Franz’s two younger brothers, Georg and Heinrich, died in infancy by the time Kafka was 6, leaving the boy the only son in a family that included three daughters (all of whom would later die in Nazi death camps or a Polish ghetto).
Admitted to the Deutsche Karl-Ferdinand-University of Prague in 1901, Kafka began studying chemistry but switched to law after two weeks. Although this field did not excite him, it offered a range of career possibilities which pleased his father.
In addition, law studies required a longer course of study, giving Kafka time to take classes in German studies and art history. Kafka’s father had a profound impact on both Kafka’s life and writing. He was a tyrant of sorts, with a wicked temper and little appreciation for his son’s creative side.
After completing his legal education he was employed with an insurance company, forcing him to relegate writing to his spare time. In 1908, he took a job at the Workers’ Accident Insurance Institute for the Kingdom of Bohemia. Over the near-decade Kafka remained with the company, he was known for his tireless work ethic and became his boss’ right-hand man. He also kept writing, publishing one of his best-known short stories, “The Metamorphosis,” in 1915.

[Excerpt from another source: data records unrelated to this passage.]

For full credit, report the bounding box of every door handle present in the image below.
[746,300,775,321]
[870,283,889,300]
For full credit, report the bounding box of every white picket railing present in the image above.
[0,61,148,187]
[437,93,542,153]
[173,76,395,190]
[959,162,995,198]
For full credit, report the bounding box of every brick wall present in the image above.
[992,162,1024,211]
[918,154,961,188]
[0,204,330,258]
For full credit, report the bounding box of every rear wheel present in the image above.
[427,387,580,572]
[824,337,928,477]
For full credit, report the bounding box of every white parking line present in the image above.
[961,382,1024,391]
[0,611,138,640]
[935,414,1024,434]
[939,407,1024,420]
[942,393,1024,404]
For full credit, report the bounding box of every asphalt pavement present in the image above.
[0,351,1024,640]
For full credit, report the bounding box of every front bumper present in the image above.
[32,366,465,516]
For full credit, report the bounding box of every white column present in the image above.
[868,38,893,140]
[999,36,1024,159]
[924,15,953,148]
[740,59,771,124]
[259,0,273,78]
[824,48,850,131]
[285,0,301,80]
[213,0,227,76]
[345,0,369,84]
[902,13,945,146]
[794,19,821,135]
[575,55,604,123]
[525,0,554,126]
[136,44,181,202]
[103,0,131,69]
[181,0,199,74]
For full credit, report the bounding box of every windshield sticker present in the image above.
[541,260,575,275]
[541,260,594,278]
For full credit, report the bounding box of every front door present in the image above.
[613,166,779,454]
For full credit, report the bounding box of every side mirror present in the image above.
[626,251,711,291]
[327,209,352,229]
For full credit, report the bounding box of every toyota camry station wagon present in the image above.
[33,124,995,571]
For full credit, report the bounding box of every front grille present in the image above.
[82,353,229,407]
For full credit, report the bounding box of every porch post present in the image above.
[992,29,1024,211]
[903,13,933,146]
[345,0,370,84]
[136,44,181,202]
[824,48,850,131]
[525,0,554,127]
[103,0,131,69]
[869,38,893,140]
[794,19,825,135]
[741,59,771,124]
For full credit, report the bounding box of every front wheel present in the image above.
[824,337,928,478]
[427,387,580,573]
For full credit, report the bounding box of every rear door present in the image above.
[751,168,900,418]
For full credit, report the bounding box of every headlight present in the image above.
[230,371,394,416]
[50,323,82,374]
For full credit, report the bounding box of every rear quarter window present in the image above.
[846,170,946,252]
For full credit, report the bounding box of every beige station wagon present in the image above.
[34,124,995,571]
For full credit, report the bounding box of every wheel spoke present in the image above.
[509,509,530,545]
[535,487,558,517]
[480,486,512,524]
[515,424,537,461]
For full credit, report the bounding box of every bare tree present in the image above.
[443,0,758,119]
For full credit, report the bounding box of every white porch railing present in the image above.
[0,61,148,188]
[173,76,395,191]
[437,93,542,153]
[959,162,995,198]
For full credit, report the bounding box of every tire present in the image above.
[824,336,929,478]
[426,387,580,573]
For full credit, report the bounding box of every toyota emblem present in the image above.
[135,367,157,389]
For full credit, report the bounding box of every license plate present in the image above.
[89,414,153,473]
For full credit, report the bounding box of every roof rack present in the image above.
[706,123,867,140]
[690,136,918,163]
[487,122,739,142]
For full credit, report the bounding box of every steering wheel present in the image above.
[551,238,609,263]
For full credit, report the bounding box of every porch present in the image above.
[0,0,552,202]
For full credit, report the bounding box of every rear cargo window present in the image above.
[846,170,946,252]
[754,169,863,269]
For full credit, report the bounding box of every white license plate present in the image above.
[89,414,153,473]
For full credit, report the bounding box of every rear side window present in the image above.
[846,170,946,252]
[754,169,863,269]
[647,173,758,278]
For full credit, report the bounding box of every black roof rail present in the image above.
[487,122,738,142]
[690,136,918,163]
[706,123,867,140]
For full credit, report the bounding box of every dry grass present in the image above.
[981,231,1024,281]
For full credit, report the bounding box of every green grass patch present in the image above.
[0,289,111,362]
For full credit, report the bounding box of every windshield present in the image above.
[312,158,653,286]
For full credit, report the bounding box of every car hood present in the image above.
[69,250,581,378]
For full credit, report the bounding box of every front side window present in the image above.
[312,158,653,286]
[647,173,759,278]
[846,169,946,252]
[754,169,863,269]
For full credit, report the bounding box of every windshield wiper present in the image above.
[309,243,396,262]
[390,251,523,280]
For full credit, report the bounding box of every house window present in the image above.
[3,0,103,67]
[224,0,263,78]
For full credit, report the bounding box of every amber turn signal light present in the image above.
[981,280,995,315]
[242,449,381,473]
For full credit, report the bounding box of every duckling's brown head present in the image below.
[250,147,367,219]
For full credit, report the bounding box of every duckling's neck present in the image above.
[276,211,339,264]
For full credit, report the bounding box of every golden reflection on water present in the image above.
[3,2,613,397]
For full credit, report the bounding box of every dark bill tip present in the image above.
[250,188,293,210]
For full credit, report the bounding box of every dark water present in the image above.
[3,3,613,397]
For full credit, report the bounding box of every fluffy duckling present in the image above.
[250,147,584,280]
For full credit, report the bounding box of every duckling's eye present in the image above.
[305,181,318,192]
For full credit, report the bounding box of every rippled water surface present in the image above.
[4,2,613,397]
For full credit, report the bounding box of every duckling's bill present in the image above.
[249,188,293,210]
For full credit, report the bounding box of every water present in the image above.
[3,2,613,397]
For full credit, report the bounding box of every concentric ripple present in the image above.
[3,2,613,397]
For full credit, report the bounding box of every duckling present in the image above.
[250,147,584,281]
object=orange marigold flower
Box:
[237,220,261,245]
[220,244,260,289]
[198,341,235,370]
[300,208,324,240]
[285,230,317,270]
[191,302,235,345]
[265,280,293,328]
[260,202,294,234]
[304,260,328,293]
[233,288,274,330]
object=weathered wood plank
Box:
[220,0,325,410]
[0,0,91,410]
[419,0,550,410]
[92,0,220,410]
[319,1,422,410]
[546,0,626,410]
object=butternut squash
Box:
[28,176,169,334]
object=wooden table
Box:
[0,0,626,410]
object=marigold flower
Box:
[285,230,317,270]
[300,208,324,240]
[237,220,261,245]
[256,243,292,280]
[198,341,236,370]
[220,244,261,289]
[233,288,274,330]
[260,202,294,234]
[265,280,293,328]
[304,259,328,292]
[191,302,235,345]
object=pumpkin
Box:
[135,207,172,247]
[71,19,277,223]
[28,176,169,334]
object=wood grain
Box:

Arthur Conan Doyle – Surgeon
Family tradition would have dictated the pursuit of an artistic career, yet Arthur decided to follow a medical one. This decision was influenced by Dr. Bryan Charles Waller, a young lodger his mother had taken in to make ends meet. Dr. Waller had trained at the University of Edinburgh and that is where Arthur was sent to carry out his medical studies.
The young medical student met a number of future authors who were also attending the university, including James Barrie and Robert Louis Stevenson. However, the man who most impressed and influenced him was without a doubt, one of his teachers, Dr. Joseph Bell. The good doctor was a master at observation, logic, deduction, and diagnosis. All these qualities were later to be found in the persona of the celebrated detective Sherlock Holmes.
Doyle’s first paying job as a doctor took the form of a medical officer’s position aboard the steamship Mayumba, traveling from Liverpool to Africa. After his stint on the Mayumba, Doyle settled in Plymouth, England for a time.
When his funds were nearly tapped out, he relocated to Portsmouth and opened his first practice. He spent the next few years struggling to balance his burgeoning medical career with his efforts to gain recognition as an author. Doyle would later give up medicine altogether, in order to devote all of his attention to his writing and his faith.
Doyle would later give up medicine altogether, in order to devote all of his attention to his writing and his faith.
Herman Melville – Customs inspector
Unable to gain a coveted job, Melville instead followed his brother’s suggestion to work as a crew member on a boat. In 1839, he signed on as a cabin boy for a merchant ship called the St. Lawrence, which traveled from New York City to Liverpool, England, and back.
Popular for a string of colorful novels based on his adventures at sea, Melville turned to more serious, complex fiction starting in the late 1840s. As a result, he promptly lost his readership—and his financial stability. Not only did “Moby Dick” (1851) bomb with readers and critics, but the strain of writing it drove Melville to a nervous breakdown in 1856. “Dollars damn me,” Melville wrote to his friend Nathaniel Hawthorne about his struggles to support his family.
In 1866, he finally secured a steady income (about $4 a day) as a deputy customs inspector at the New York docks. He held that post for the next 22 years while continuing to write in the evenings, on weekends and during vacation. Melville died in 1891, largely forgotten by the literary world, but the much-delayed publication of his last novel “Billy Budd” in 1924 helped revive interest in his work.